A folk tale from northern India

The wife of the headman of a village died soon after giving birth to a baby boy. The headman was inconsolable but was persuaded by his family and friends to marry again so that the child would have someone to look after him.

Fortunately, his second wife turned out to be a large-hearted and sensible woman who gave the child all the love and care he would have received from his own mother. In the course of the years she presented the headman with two more sons, but her affection for the oldest never diminished. She treated all three boys alike and the two younger ones never realized they had a stepbrother.

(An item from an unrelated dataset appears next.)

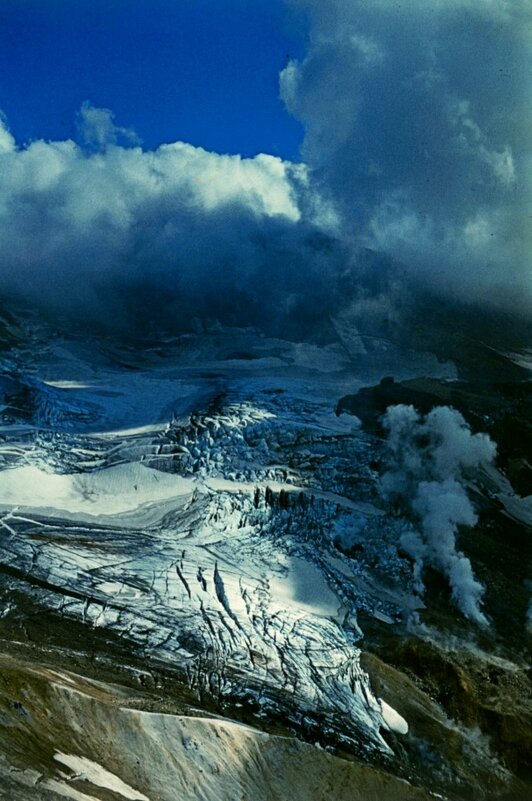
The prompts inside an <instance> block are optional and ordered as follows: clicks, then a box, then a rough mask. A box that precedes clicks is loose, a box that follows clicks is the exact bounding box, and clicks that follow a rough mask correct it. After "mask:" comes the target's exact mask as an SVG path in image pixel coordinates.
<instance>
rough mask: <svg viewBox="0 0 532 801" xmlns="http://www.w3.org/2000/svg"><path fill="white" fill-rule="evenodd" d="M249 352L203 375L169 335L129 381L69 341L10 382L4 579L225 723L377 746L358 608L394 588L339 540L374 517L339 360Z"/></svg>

When the headman passed away, the widow entrusted the responsibilities of the household and the fields to the eldest son and he managed them so well that the family prospered. This made the neighbours envious. One day, one of them told the widow's sons the truth about their eldest brother and advised them to drive him away from the house lest he should deprive them of their share of their father's property. The boys were shocked at the revelation, and, frightened by the prospect of losing their share of the property, decided to murder him. When they told their mother about what they planned to do, she said to them: "Don't bloody your hands; I will get rid of him for you." That night when everybody was asleep, she suddenly jumped out of bed and started shouting: "Snake! Snake!"

"Where? Where did you see it, mother?" asked the eldest son, getting up from his mat.

"Alas," said the widow. "I saw it disappearing into your stomach."

The young man turned pale. From that day on, he lost all appetite for food and would lie on his mat the whole day long. Soon he became so weak that he could not even sit up on his mat.

The neighbours rejoiced and took advantage of the situation. They built a wall across the widow's courtyard and claimed a part of the house as their own. In the fields they shifted their boundaries to enclose large portions of the widow's lands.

The younger sons could not deal with the situation and one day they said to their mother: "If our elder brother was not bed-ridden, such terrible things would not have happened to us."

The widow kept quiet, but in the dead of the night she again started shouting: "Snake! Snake!"

Everyone woke up.

"Where...where did you see it mother?" asked the eldest son, weakly.

"Son, I saw it coming out of your stomach," replied the woman. "It disappeared into the darkness." From that day on the condition of the eldest son started improving. Soon he was able to walk into the courtyard where he saw the new wall. "Who has built this!" he thundered. The neighbours came running and meekly pulled down the wall.

The following week he went to the family fields and seeing the new boundaries shouted: "Who has done this!"

The neighbours trembled in fear and quickly vacated the land they had grabbed.

The widow and her three sons lived in peace and harmony ever after.